# An Actual Grilled Cheese...



## adiochiro3 (Jan 15, 2012)

I'm smoking a couple of pork roasts and some kielbasa this afternoon (Q-view on that later).  After getting all of that in the Weber, it was past lunch time, so I threw some soup on the the stove and got set to make a couple of grilled cheese sandwiches.  I realized I had an actual grill all fired up, so right over the hot coals it went.  Holy Moly, what an awesome twist!  Smokey and crispy -- so good, we each had to make another (LOL)!








Here's the close-up...







Cheddar and Havarti cheeses grilled over hardwood coals with hickory chips.

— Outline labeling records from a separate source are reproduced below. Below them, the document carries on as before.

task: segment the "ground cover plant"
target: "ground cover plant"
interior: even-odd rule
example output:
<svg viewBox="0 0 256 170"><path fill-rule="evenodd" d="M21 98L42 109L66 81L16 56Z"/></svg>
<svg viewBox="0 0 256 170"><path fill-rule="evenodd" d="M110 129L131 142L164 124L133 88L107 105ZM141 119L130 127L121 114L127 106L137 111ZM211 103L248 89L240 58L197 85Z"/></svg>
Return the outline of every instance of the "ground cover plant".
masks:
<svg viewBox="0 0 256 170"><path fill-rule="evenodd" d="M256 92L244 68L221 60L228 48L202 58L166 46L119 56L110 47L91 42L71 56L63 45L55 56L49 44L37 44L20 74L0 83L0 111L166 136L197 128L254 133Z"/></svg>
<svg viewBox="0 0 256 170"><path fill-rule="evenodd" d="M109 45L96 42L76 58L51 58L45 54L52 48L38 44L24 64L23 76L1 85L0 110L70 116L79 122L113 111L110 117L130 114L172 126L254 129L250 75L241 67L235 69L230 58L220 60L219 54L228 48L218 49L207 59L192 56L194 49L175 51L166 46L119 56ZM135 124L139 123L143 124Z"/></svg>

Sometimes it's just the simple things, ya know?

Thanks for looking!


----------



## alelover (Jan 15, 2012)

Great idea. I'm going to try that.


----------



## scarbelly (Jan 16, 2012)

Great idea James - awesome looking grilled cheese


----------



## bmudd14474 (Jan 16, 2012)

looks awesome


----------



## SmokinAl (Jan 16, 2012)

Never would have thought of that! Great idea!


----------



## sprky (Jan 16, 2012)

cool I never even thought about doing that. I gotta try it


----------



## sunman76 (Jan 16, 2012)

going to have to give that a try!


----------



## chef jimmyj (Jan 16, 2012)

Must be the KID in me but add some T'mater Soup, fer Dippin', and I'm feelin' 5 again...Mmm...Mmm...Good!...JJ


----------



## dewetha (Jan 16, 2012)

nothing like a good grilled cheese sandwich.


----------



## adiochiro3 (Jan 16, 2012)

Chef JimmyJ said:


> Must be the KID in me but add some T'mater Soup, fer Dippin', and I'm feelin' 5 again...Mmm...Mmm...Good!...JJ




That's what I was thinking!  Thanks for all the encouragement, guys!  Those puppies sure were tasty!  I'm already thinking of ways to kick it up a notch or two.  So many options....


----------



## smokinhusker (Jan 16, 2012)

Chef JimmyJ said:


> Must be the KID in me but add some T'mater Soup, fer Dippin', and I'm feelin' 5 again...Mmm...Mmm...Good!...JJ




Those look really good...gonna have to try those sometime while camping!


----------



## capntrip (Jan 20, 2012)

Looks quite yummy!!


----------